What are the problems associated with virtual server backup>
How they can be mitigated to ensure smooth and efficient data protection>?
Data protection is an essential part of all IT operations.
Until recently, it has been achieved by directly backing up physical servers over the network.
But the move to virtual server environments has changed forever the landscape for successful backup of applications data.
This presents a number of challenges.
The move from physical to virtual servers provided many IT organisations with the opportunity to consolidate and reduce the amount of hardware resources needed. This was one of the main selling points of the first wave of virtualisation – consolidation to fewer servers because most of them weren’t fully utilised.
Virtual server backup: The performance problem
But the backup infrastructure is an area that has always struggled with performance issues, even when there is a dedicated backup network. Therefore, backing up virtual servers using physical server infrastructure and methods has often resulted in big problems.
Where once one app on one server was backed up, now multiple virtual servers in a single box require protection. For that reason, virtual server backups can experience severe bottlenecks when using traditional backup methods that copy data from each virtual machine (VM) as if it were a physical server.
The answer here is to avoid backing up data from the guest VM and instead to deploy backup applications that can copy directly from the host using backup-specific application programming interfaces (APIs) such as VMware’s vStorage APIs for Data Protection (VADP). All VM-aware backup products are capable of using these APIs to back up data without having to access each guest.
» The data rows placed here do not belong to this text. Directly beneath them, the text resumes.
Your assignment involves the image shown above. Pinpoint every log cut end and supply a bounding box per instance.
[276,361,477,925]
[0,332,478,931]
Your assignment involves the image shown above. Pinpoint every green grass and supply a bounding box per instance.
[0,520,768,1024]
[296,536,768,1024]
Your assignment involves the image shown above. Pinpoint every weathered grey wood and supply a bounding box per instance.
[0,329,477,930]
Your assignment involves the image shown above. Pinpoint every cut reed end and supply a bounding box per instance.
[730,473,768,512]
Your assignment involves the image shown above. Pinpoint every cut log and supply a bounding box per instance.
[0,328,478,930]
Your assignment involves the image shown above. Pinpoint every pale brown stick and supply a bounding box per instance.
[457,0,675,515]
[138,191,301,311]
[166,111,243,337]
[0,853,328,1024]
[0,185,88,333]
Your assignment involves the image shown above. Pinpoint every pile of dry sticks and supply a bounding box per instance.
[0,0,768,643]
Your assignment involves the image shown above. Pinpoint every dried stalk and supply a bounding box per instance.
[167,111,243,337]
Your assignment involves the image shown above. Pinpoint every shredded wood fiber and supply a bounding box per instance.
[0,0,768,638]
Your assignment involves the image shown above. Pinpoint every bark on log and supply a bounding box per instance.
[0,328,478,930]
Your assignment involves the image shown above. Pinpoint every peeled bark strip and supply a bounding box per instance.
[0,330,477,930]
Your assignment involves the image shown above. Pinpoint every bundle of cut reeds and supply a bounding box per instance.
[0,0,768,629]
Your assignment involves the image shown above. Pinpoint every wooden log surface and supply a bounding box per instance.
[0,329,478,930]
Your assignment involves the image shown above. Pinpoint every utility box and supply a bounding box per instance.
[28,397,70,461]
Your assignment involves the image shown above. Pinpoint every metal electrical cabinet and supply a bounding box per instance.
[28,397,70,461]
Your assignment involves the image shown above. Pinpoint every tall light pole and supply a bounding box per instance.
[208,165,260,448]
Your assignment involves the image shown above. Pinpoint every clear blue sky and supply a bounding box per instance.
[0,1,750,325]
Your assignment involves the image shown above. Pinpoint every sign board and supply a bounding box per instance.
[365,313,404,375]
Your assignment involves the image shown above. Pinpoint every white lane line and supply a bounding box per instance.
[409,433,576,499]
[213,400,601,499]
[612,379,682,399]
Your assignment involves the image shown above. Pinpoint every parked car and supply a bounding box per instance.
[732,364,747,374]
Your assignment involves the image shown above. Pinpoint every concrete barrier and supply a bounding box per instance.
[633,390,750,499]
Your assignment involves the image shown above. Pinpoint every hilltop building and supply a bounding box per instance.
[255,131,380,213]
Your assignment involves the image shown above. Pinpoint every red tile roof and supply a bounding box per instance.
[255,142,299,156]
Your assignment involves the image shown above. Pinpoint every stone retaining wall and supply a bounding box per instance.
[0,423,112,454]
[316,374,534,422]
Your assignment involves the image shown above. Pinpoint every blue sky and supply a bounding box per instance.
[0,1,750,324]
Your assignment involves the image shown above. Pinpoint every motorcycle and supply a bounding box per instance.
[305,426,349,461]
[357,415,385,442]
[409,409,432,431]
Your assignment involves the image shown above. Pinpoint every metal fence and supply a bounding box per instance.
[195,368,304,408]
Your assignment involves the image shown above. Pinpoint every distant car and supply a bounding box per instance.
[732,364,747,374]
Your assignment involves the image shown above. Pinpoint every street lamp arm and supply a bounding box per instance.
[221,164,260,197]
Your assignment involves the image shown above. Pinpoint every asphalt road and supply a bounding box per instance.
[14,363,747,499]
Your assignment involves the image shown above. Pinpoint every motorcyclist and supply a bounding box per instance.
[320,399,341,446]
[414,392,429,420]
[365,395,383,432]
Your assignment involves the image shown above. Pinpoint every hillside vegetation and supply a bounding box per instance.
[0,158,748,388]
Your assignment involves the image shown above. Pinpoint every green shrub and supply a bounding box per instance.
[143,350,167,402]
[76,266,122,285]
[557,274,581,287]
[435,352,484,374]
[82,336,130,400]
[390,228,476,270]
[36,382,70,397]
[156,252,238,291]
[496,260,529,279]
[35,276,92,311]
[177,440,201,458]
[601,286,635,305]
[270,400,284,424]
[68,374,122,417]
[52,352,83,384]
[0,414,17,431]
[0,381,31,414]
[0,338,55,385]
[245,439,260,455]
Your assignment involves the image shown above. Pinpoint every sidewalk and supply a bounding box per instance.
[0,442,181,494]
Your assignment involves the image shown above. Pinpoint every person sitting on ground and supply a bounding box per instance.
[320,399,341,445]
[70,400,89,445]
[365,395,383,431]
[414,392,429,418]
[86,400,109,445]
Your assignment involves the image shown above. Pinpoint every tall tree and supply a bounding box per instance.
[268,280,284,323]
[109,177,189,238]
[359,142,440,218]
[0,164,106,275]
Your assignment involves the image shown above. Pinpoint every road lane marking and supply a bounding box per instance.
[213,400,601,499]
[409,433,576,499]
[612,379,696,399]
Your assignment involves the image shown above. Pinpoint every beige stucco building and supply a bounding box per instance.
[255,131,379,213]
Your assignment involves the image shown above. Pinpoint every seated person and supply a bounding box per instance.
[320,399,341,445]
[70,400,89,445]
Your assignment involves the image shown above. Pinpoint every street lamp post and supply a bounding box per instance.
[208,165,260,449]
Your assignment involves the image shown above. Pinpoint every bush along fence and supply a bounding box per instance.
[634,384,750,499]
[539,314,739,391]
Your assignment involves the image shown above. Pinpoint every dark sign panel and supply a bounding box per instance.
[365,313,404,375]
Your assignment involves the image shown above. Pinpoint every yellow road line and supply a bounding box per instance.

One benefit of running host-based backups is that traditional backup agents can be eliminated, removing a whole set of maintenance and management tasks needed to keep the agents up to date.
More articles on virtual server backups
Virtual server backup: The tracking problem
In the physical server world, the server is clearly identifiable and tracked through an IP address and/or DNS name. Servers rarely move or change IP address, so a backup that fails due to an inability to contact the server can be easily resolved.
In the virtual world, things aren’t as simple. While it is true to say most virtual servers don’t change their IP address, most also aren’t backed up directly, but backed up through the host hypervisor.
Virtual machines can easily be migrated between physical servers and storage, so keeping track of each VM in the backup infrastructure becomes more complex. The result is that a VM migration may well cause the next backup to fail.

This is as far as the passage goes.